Шрифт:
Интервал:
Закладка:
Наступило натянутое молчание. Ансельм, окончательно шокированный, натянул пальто.
— После этого говорить уже не о чем. Должен сознаться, что твоя позиция меня глубоко огорчает. Она смущает даже преподобную мать. С самого моего приезда мне совершенно ясно, какие между вами разногласия, — он встал и ушел в свою комнату.
Фрэнсис еще долго сидел в сгущающемся тумане. Эти последние слова задели его больнее всего: значит, его предчувствие подтверждалось. Теперь он не сомневался, что Мария-Вероника подала просьбу о переводе.
На следующее утро каноник Мили должен был уехать. Он возвращался в Нанкин, чтобы провести неделю в викариате, а затем отправиться в Нагасаки инспектировать шесть японских миссий. Его чемоданы были упакованы, носилки для доставки к джонке ждали, он уже распрощался с сестрами и детьми.
Теперь, одетый для путешествия, в солнечных очках, с куском зеленого газа, спускающимся со шлема, Ансельм стоял в передней, прощаясь с отцом Чисхолмом.
— Ну, Фрэнсис! — Мили протянул руку, словно нехотя даруя ему прощение. — Мы должны расстаться друзьями. Не всем дано хватать звезды с неба. Я думаю, что ты действовал из лучших побуждений. — Он выставил грудь вперед. — Странно! Мне не терпится отправиться дальше. Страсть к путешествиям у меня в крови. До свидания! Au revoir! Auf Wiedersehen! И последнее, но не менее важное — да благословит тебя Бог!
Спустив противомоскитную сетку, Мили залез в носилки.

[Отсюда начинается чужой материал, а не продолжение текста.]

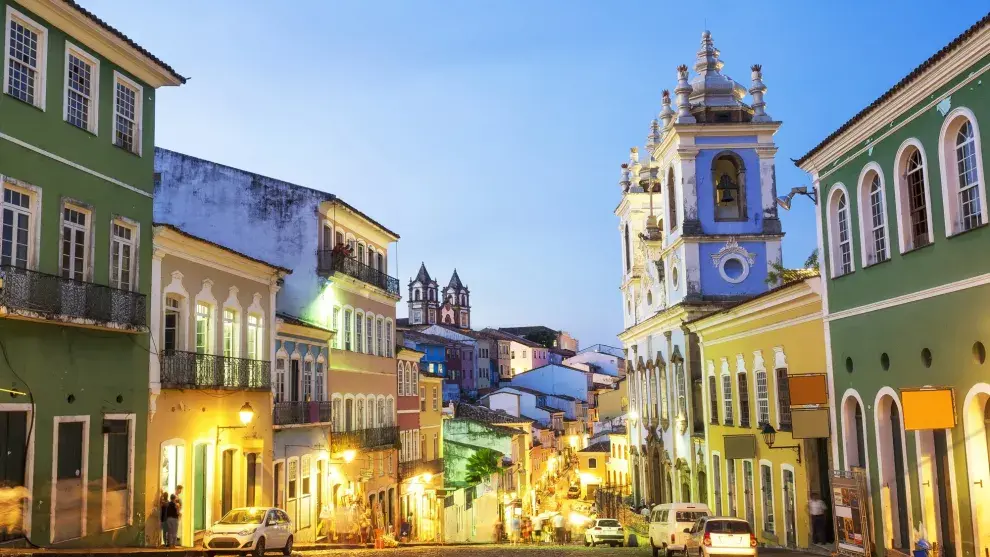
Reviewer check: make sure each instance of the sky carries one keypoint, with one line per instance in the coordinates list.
(488, 134)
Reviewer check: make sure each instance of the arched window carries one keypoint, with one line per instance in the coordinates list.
(840, 235)
(729, 182)
(912, 196)
(672, 198)
(962, 172)
(872, 216)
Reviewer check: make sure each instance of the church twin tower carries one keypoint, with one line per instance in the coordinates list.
(426, 308)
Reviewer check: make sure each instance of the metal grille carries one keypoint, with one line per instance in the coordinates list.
(213, 371)
(329, 262)
(53, 295)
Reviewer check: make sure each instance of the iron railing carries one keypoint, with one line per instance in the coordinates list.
(412, 468)
(329, 262)
(301, 412)
(364, 438)
(190, 369)
(52, 295)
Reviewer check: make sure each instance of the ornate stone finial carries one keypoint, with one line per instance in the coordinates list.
(683, 90)
(757, 89)
(667, 114)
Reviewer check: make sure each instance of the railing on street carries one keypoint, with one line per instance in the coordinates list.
(299, 412)
(191, 369)
(330, 262)
(52, 295)
(364, 438)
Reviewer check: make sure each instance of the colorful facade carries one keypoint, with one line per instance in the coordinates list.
(749, 351)
(902, 213)
(77, 122)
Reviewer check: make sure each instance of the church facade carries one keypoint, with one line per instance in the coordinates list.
(699, 231)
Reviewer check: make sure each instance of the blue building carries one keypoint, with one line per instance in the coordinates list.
(699, 231)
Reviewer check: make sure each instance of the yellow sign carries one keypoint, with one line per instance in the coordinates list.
(929, 408)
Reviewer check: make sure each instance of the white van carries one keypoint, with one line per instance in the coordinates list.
(667, 525)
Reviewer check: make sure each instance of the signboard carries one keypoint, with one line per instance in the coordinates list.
(740, 446)
(850, 513)
(808, 389)
(928, 408)
(810, 423)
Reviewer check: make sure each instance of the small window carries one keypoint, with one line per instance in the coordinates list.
(127, 114)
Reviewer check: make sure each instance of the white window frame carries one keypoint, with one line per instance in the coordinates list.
(868, 227)
(41, 72)
(131, 423)
(84, 473)
(119, 78)
(902, 194)
(33, 213)
(949, 170)
(92, 125)
(832, 222)
(135, 229)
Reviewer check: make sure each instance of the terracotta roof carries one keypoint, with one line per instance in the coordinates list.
(124, 38)
(915, 74)
(293, 320)
(178, 230)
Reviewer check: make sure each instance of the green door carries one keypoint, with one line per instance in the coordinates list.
(199, 488)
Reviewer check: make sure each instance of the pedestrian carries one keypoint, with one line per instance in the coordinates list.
(172, 522)
(558, 528)
(817, 509)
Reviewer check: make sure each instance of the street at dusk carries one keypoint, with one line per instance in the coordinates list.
(434, 278)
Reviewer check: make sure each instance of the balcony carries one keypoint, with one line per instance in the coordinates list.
(210, 371)
(37, 295)
(300, 412)
(412, 468)
(371, 438)
(330, 262)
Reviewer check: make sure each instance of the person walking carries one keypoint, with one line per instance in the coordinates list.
(817, 509)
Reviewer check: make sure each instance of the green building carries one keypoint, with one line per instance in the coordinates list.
(902, 206)
(76, 166)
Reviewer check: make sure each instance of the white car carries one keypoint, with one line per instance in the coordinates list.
(250, 529)
(721, 535)
(606, 531)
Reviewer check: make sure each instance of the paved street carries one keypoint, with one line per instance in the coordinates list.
(519, 551)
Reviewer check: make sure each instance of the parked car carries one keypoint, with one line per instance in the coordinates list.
(604, 530)
(250, 530)
(721, 535)
(667, 525)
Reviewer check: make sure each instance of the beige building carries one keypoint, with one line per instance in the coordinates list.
(210, 421)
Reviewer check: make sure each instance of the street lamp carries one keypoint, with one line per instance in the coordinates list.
(770, 434)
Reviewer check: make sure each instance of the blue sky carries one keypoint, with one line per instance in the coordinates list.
(489, 134)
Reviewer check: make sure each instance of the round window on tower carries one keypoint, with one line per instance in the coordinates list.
(734, 269)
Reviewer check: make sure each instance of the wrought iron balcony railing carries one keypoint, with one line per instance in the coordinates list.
(364, 438)
(53, 296)
(412, 468)
(300, 412)
(329, 262)
(189, 369)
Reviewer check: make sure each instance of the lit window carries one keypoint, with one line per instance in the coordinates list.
(25, 52)
(81, 88)
(127, 114)
(122, 256)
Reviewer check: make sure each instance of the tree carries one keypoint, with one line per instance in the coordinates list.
(779, 274)
(482, 464)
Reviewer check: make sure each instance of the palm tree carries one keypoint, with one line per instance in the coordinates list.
(482, 464)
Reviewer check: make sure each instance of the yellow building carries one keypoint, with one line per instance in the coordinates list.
(210, 420)
(749, 352)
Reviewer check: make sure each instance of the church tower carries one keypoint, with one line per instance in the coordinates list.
(424, 305)
(456, 309)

Носильщики, сгибаясь под тяжестью и охая, подняли его и тронулись, шаркая ногами. У покосившихся ворот миссии выглянул из носилок и прощально помахал белым носовым платком.
На закате отец Чисхолм вышел пройтись и, задумавшись, очутился среди развалин церкви. Был его любимый час — час подкрадывающихся сумерек и далеко разлившейся тишины. Он уселся на обломке каменной глыбы, думая о своем старом учителе — почему- то он всегда видел Рыжего Мака глазами школьника — и вспоминая его призывы к мужеству. Сейчас в нем было мало мужества. Эти последние две недели непрерывных усилий над собой, чтобы терпеливо переносить покровительственный тон своего гостя, совершенно опустошили его. Но может быть, Ансельм был прав. Разве не был он и в самом деле неудачником и в глазах Бога, и в глазах людей. Он так мало сделал. И это малое, сделанное с таким трудом и такое несовершенное, было почти уничтожено. Как же ему быть дальше? Томительная безнадежность охватила его. Сидя неподвижно, с опущенной головой, он не услышал шагов у себя за спиной. Матери Марии-Веронике пришлось окликнуть его.
— Я не помешаю вам?
Отец Чисхолм изумлено посмотрел на нее.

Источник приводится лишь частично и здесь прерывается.